Me with Mr. Twenty...yes he jumped out of my hands
two seconds prior to the shutter opening...I promise.
Battle Scarred Red Rocket

Finally, please practice catch and release as these fine predators have lived a long life, and are truly rare.  Tend to them gingerly and ensure they are safely returned to fight another day.

Thursday, March 17, 2011

Irish Green Water...

700cfs makes for a lot of water.

What a way to spend St. Patties Day...Although high, the Mad River was certainly fishable today.  Irish green in color with perfect fishing clarity, another monster rose from her depths in an all out assault on an Olive Red Rocket. Smashing its prey near the surface boiled the water, and the first run was on.  Being solo, and in high water proved to make landing this beast a difficult task.  Mission accomplished, and Twenty Eight inches of Mad River beast was once again king of its domain.

28 inch Mad River Brown
Big Mouthful of Olive Red Rocket
The Mad's condition is only going to improve over the next few days and should make for prime streamer fishing this weekend.  If you are getting on the water a sinking line and your streamer box is all you should need.  Tight lines out there.

Tuesday, March 15, 2011

Natures A Mother

Admittingly it has been some time since my last post. Partially due to my busy schedule, but mostly I have had little to write about on the subject of fishing due to the lack of fishable conditions.

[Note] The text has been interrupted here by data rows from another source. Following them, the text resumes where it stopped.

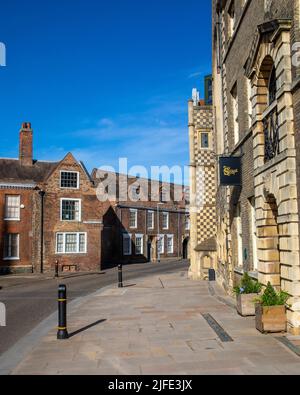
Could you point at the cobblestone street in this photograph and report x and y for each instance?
(157, 326)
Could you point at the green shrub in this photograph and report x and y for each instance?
(248, 286)
(272, 298)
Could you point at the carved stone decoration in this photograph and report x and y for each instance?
(268, 6)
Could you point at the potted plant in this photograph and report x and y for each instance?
(246, 294)
(271, 311)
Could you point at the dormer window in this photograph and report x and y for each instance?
(69, 179)
(272, 86)
(232, 19)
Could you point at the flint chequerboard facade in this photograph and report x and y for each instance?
(256, 117)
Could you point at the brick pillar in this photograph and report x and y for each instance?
(25, 152)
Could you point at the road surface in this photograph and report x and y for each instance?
(28, 305)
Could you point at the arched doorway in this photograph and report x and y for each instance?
(151, 249)
(186, 248)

The night of my last post the valley rivers blew out and have been unfishable, or in such conditions that fishing was futile to dangerous. For three cycles of rain now we have been within 24 hours of fishable conditions, and then a setback occurs as Mother Nature blows them out again. Perhaps this weekend will prove to be the Ohio Valleys lucky day.

MVFF had it's annual fundraising auction last night and it seemed to be a hit. There was a lot of money thrown around and I was happy to see my annual guided trip went for just under $250. Thanks for those who were in the bidding war and to the winner, Roy McAnear; a picture of you with a trophy trout will be on your wall soon. I look forward to assisting you with The Ohio Trophy Trout Hunter experience.

As I said, I have high hopes for this weekend and there may be plans in the works for a steelhead alley trip Monday or Tuesday, returning Wednesday.

Get out and wet your lines when you can. See you on the water!